Amazon's Rekognition Falsely Identified Congress Members In Mugshot Database

Amazon has been under some heat lately for its facial recognition tool dubbed 'Rekognition'. This tool was used by some police forces to help catch some criminals. But it has come under fire lately for not being all that accurate. The ACLU or American Civil Liberties Union, did an experiment to see how well this tool actually worked. And Rekognition falsely identified 28 members of Congress - from both the House and Senate - in a mugshot database. Showing one of the worst failure rates imaginable.

In the experiment, the ACLU found that Rekognition had the worst failure rate for people of color. The ACLU had built a database of around 25,000 pubclicly available mugshots, and then used Rekognition to search the database for each member of the Senate and House of Representatives. There were 28 false matches, and 39-percent of those were for people of color. Only about 20-percent of Congress are people of color in the first place. This actually is not surprising, as other recognition tools have issues with people of color, so seeing that Rekognition is also having the issue, is not a big surprise.

Jacob Snow, one of the technology attorneys for the ACLU stated that "I think these results emphasize that there are applications of face surveillance that are not safe.
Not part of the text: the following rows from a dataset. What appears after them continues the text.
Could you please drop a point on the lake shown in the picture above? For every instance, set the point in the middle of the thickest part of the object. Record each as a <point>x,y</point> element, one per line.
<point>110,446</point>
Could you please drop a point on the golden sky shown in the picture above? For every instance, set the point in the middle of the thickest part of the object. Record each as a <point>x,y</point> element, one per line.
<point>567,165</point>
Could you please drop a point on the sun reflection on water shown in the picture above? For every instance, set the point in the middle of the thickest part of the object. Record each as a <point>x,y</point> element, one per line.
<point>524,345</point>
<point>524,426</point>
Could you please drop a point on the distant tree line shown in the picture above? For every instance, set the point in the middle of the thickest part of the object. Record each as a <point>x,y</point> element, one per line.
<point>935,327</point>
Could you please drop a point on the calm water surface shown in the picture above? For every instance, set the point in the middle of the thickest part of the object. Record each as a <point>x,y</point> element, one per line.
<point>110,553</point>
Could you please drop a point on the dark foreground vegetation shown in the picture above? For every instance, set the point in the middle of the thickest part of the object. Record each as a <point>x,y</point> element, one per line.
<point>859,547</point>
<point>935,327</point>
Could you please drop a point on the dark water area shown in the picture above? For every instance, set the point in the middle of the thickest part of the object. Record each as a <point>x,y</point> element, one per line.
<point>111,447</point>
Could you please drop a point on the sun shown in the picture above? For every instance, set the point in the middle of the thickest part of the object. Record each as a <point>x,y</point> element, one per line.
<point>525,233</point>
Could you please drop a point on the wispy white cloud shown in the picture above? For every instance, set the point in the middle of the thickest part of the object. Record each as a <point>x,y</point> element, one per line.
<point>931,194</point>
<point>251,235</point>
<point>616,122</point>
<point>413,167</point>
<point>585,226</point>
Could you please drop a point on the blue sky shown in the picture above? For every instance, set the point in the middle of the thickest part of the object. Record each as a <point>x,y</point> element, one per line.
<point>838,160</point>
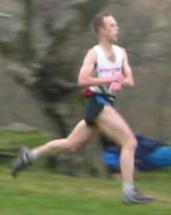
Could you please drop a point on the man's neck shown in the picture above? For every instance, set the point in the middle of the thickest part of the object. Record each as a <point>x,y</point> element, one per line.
<point>105,43</point>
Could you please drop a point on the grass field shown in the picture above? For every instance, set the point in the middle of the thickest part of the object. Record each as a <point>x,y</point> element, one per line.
<point>43,193</point>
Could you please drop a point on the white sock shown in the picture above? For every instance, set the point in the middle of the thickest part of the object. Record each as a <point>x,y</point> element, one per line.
<point>128,188</point>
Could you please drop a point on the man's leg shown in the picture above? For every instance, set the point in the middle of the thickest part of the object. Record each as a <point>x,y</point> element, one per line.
<point>80,135</point>
<point>113,125</point>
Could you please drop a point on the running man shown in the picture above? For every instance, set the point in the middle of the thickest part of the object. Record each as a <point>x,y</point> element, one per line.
<point>105,70</point>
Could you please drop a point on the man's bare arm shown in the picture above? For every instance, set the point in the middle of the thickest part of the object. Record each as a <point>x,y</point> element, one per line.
<point>127,72</point>
<point>85,77</point>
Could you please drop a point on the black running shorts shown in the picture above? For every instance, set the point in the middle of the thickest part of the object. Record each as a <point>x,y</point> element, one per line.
<point>95,106</point>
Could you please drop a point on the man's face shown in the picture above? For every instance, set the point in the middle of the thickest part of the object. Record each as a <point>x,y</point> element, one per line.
<point>110,29</point>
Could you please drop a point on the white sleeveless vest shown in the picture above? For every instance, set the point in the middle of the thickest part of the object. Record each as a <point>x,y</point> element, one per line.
<point>105,67</point>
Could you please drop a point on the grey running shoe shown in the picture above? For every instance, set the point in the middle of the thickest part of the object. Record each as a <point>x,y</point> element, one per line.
<point>22,162</point>
<point>136,197</point>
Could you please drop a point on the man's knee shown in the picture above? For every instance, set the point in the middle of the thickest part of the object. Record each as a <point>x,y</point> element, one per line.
<point>131,142</point>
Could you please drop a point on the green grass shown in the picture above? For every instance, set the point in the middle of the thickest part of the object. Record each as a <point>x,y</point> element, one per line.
<point>43,193</point>
<point>11,140</point>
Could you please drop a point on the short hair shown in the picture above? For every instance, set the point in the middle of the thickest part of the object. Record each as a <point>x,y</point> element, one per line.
<point>98,20</point>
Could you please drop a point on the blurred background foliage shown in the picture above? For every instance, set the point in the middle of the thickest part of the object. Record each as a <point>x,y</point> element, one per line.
<point>42,44</point>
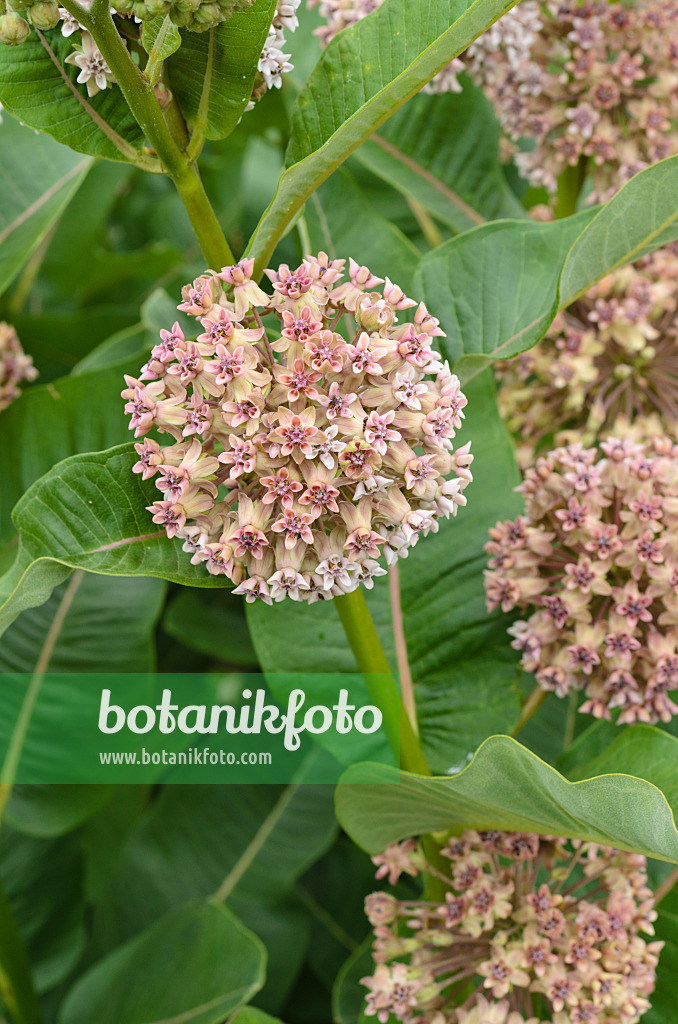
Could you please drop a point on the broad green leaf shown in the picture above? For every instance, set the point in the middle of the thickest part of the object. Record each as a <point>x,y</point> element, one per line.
<point>212,75</point>
<point>462,666</point>
<point>44,883</point>
<point>220,967</point>
<point>531,270</point>
<point>507,786</point>
<point>363,77</point>
<point>39,89</point>
<point>38,179</point>
<point>249,844</point>
<point>442,151</point>
<point>212,623</point>
<point>16,987</point>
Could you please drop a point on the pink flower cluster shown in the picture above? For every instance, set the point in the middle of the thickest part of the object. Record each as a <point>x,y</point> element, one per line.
<point>536,928</point>
<point>300,454</point>
<point>596,557</point>
<point>15,366</point>
<point>593,84</point>
<point>613,353</point>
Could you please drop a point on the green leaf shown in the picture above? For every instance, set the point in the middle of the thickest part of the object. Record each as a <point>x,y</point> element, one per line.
<point>160,38</point>
<point>90,512</point>
<point>45,648</point>
<point>442,151</point>
<point>532,270</point>
<point>212,75</point>
<point>341,218</point>
<point>39,89</point>
<point>248,843</point>
<point>363,77</point>
<point>212,624</point>
<point>462,666</point>
<point>38,179</point>
<point>219,969</point>
<point>507,786</point>
<point>50,422</point>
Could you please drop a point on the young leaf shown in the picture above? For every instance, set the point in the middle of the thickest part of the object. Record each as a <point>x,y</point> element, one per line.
<point>507,786</point>
<point>213,73</point>
<point>363,77</point>
<point>39,89</point>
<point>38,179</point>
<point>531,270</point>
<point>442,151</point>
<point>220,968</point>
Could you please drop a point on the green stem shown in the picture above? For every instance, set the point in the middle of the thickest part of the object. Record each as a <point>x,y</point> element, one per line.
<point>373,664</point>
<point>569,186</point>
<point>15,977</point>
<point>141,100</point>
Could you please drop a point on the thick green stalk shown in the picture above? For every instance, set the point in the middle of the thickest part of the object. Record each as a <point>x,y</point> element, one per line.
<point>141,100</point>
<point>372,662</point>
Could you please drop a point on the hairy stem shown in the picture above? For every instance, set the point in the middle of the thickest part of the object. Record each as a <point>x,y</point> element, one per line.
<point>530,708</point>
<point>140,96</point>
<point>569,186</point>
<point>373,664</point>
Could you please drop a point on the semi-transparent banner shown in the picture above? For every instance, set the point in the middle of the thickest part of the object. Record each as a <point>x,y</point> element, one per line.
<point>138,728</point>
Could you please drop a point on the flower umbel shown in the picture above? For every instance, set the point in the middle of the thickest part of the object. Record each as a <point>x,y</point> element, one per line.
<point>596,558</point>
<point>538,928</point>
<point>293,477</point>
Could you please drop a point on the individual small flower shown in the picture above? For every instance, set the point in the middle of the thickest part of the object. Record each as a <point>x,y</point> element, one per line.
<point>94,72</point>
<point>611,356</point>
<point>294,464</point>
<point>600,583</point>
<point>15,366</point>
<point>577,951</point>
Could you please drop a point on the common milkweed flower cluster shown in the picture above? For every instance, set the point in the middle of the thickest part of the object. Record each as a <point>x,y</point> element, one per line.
<point>197,15</point>
<point>542,929</point>
<point>591,84</point>
<point>300,455</point>
<point>15,366</point>
<point>596,557</point>
<point>613,353</point>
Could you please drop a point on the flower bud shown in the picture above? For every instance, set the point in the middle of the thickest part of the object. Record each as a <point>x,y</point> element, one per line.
<point>44,15</point>
<point>13,29</point>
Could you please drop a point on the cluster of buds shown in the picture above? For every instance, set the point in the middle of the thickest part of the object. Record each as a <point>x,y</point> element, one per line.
<point>197,15</point>
<point>15,366</point>
<point>612,354</point>
<point>537,929</point>
<point>301,454</point>
<point>339,14</point>
<point>593,84</point>
<point>596,557</point>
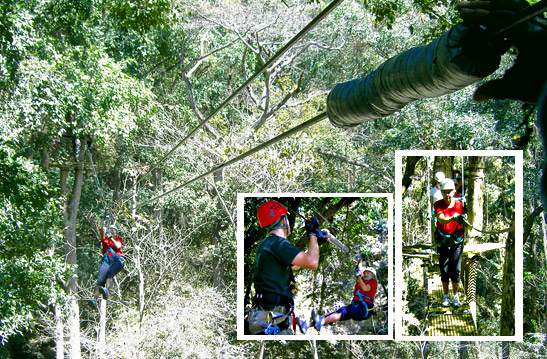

You could imagine a police officer getting a match that somebody has, for example, a concealed weapons arrest and that's going to bias the police officer." While facial recognition could really help law enforcement catch criminals that are on the loose and identify them. It could also falsely accuse a number of people, especially those of color. Which wouldn't be a good look, and currently the police already have a lot against them in the US. And this is something else that they don't need to worry about right now.